An 18-year-old male convicted of raping and sexually assaulting four teens in the Lewiston house party case was given a chance Wednesday to avoid prison and sex offender registration. He was placed on two years of interim probation and was allowed to remain eligible for youthful offender status. If the teen completes the terms of his probation, he would not have to register as a sex offender and his conviction would be sealed.
The teen was reportedly arrested last November on rape and sexual abuse allegations involving four teenage girls. He was accused of molesting one girl Nov. 22, 2017, when he was 16, and molesting a second girl Feb. 2, 2018, when he was 17 — both resulting in charges of first-degree sexual abuse.
On Aug. 2, 2018, he allegedly committed two acts of rape — one by forcible compulsion and a second by “some factor other than incapacity to consent” — though it’s unclear whether those charges stem from one or two victims.
The assaults occurred at alcohol-fueled parties held at the Mountainview Drive home of the teen’s mother, Tricia Vacanti, 47, and stepfather, Gary Sullo, 53.
Vacanti, Sullo and a family friend, Jessica Long, have since been charged with unlawfully dealing with a minor and endangering the welfare of a child.
The teen was charged in Lewiston Town Court with one count each of first-degree rape and third-degree rape, and two counts of sexual abuse.
The teen was allowed to plead guilty July 1 to two felony and two misdemeanor charges. The felonies include third-degree rape and attempted first-degree sexual abuse, both punishable by four years in prison. The misdemeanor counts are both second-degree sexual abuse, which carries up to one year in local jail.
Judge Sara Sheldon seemed to acknowledge the optics of placing a “rich white kid” accused of four sexual assaults on probation, but noted she recently sentenced a 17-year-old African-American and 18-year-old Native American, both convicted of rape, on probation as well.
“This is not an unusual disposition,” Sheldon said.
Even so, Sheldon said that when she learned more about the teen’s crimes in a probation report, she delayed his scheduled July 30 sentencing date because she felt one year of probation was insufficient.
“I went nuts,” Sheldon said. “This is appalling.
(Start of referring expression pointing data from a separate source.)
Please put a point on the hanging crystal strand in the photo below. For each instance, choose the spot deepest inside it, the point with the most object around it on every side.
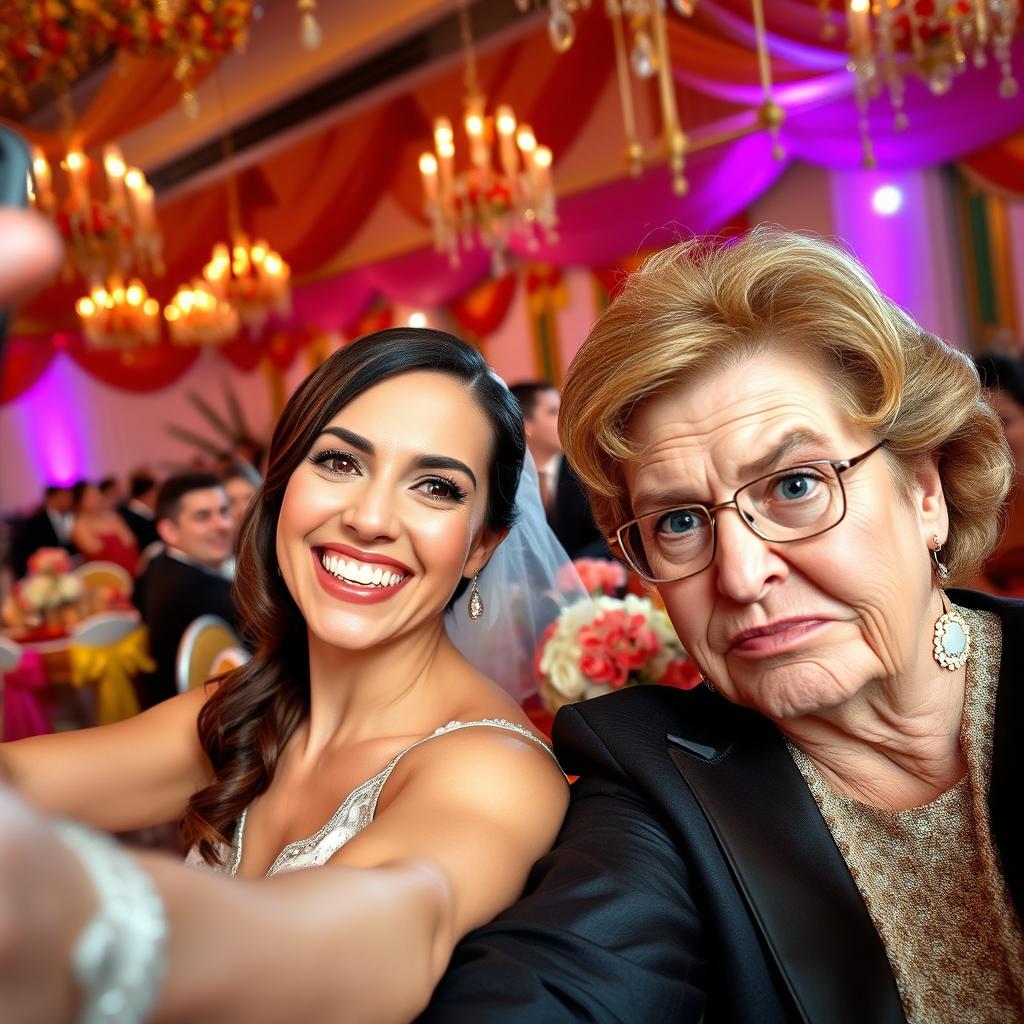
(634, 151)
(827, 28)
(771, 115)
(980, 33)
(1001, 39)
(956, 53)
(675, 139)
(891, 70)
(309, 30)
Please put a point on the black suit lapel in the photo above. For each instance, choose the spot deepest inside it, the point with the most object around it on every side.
(793, 878)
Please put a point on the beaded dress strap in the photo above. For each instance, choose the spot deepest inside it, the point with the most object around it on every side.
(371, 790)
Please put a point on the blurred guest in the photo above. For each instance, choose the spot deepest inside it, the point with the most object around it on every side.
(240, 489)
(49, 526)
(110, 492)
(1003, 378)
(98, 534)
(184, 582)
(564, 500)
(138, 510)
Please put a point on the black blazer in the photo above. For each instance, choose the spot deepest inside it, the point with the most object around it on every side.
(144, 527)
(571, 519)
(694, 879)
(35, 532)
(170, 594)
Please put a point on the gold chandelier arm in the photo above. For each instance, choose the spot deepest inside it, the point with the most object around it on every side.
(470, 79)
(675, 140)
(771, 114)
(634, 152)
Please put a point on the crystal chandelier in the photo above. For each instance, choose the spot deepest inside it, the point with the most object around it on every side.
(116, 315)
(493, 198)
(641, 41)
(252, 279)
(105, 218)
(933, 39)
(197, 316)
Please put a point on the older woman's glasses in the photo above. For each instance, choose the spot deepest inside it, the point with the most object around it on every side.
(791, 504)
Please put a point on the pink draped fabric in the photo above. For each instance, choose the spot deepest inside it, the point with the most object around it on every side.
(23, 711)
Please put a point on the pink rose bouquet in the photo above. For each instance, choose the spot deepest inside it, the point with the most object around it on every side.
(603, 644)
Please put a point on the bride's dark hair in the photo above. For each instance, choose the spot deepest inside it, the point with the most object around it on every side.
(246, 724)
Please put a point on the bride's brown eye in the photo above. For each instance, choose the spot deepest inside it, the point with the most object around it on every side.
(441, 489)
(339, 463)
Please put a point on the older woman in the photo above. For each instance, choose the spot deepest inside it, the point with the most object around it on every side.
(826, 832)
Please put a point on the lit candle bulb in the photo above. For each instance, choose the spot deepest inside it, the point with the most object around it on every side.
(43, 177)
(505, 122)
(428, 171)
(444, 143)
(476, 130)
(115, 166)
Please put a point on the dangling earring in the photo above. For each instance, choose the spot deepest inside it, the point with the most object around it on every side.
(475, 601)
(940, 568)
(952, 638)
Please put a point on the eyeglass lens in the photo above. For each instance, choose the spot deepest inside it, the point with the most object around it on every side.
(791, 505)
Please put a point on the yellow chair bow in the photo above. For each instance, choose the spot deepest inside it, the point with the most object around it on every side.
(111, 670)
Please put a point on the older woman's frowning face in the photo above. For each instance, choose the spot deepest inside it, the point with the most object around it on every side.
(720, 367)
(784, 628)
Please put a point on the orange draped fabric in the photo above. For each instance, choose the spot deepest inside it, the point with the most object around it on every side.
(136, 91)
(483, 309)
(1000, 166)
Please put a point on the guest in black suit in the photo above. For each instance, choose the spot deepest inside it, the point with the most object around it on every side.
(139, 510)
(827, 833)
(184, 582)
(49, 526)
(564, 500)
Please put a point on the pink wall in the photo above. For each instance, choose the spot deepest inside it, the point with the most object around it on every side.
(70, 425)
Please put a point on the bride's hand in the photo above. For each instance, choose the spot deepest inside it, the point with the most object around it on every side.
(45, 901)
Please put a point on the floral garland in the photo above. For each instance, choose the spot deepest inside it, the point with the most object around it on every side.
(605, 643)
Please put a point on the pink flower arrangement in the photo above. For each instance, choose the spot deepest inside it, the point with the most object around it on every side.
(599, 576)
(604, 644)
(49, 561)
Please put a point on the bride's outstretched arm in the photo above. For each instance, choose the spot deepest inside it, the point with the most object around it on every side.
(364, 938)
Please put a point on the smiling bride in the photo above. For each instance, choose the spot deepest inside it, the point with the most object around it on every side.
(357, 739)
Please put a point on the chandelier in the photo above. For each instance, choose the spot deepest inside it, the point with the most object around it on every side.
(105, 217)
(501, 194)
(116, 315)
(933, 39)
(197, 316)
(641, 40)
(252, 279)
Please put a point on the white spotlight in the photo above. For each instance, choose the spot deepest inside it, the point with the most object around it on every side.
(887, 200)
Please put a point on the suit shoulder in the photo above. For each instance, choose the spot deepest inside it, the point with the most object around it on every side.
(637, 722)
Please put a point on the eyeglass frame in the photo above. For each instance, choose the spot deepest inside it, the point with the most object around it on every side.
(840, 466)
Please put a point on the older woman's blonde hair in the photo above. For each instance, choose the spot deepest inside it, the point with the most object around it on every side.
(701, 305)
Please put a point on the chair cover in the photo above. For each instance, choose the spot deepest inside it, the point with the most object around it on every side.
(112, 669)
(24, 714)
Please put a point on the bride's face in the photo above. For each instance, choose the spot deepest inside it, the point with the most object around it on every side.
(387, 511)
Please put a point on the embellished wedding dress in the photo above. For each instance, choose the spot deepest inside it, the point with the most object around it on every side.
(355, 812)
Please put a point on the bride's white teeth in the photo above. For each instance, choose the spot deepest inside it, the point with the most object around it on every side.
(360, 572)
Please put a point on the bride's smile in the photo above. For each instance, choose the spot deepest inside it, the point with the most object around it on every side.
(385, 515)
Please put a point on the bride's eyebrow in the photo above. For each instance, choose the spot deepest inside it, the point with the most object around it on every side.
(360, 443)
(443, 462)
(352, 439)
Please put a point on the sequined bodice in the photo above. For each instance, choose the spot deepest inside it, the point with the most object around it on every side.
(355, 812)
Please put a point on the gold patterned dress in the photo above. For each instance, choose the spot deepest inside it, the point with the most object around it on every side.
(930, 876)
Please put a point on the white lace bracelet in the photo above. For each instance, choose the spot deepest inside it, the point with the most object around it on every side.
(120, 957)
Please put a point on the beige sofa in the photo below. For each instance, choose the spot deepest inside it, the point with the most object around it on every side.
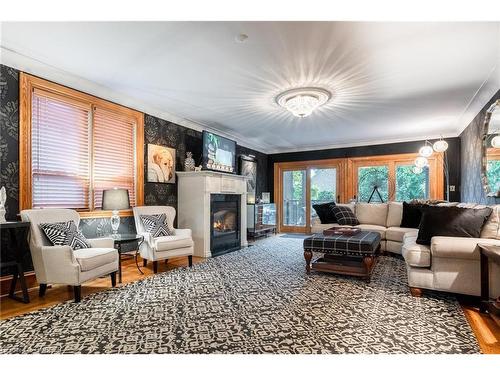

This is terrible.”
Sheldon ultimately agreed to two years of probation, saying the terms for sex offenders are especially hard to follow and that completing probation in such cases is “rare.”
“It sucks the life out of a young person,” Sheldon said. “Your life will only be work, school, home. That’s it.”
“This is the greatest challenge you will ever face,” she added.
Assistant District Attorney Holly Sloma called the probation sentence a “gift from these young women to the person who violated them.”
“This defendant needs to grasp how his actions affected these young women,” Sloma said.
Sloma added the victims “weren’t supported by their peer group” when they came forward, but did so to protect others from him.
“Their mindset was, in part, that nobody was victimized in the future,” she said.
Defense attorney Barry Covert said the teen has “really transformed” since his arrest, saying Belter was undergoing counseling and performing community service. Covert added the teen is “well aware” of the difficulties of adhering to sex offender probation.
If he follows the rules of probation, he will return to court Aug. 16, 2021, for sentencing. If he violates the rules, he could face up to four years in prison on each of his two felony convictions.
After going through the lengthy list of probation rules and conditions, Sheldon once more reminded the teen of the challenges he faces.
“Rarely does anyone do interim probation for a year — and you’ve got two years,” Sheldon said. “You’ve got a lot of work to prove to this court that you should not be a registered sex offender.”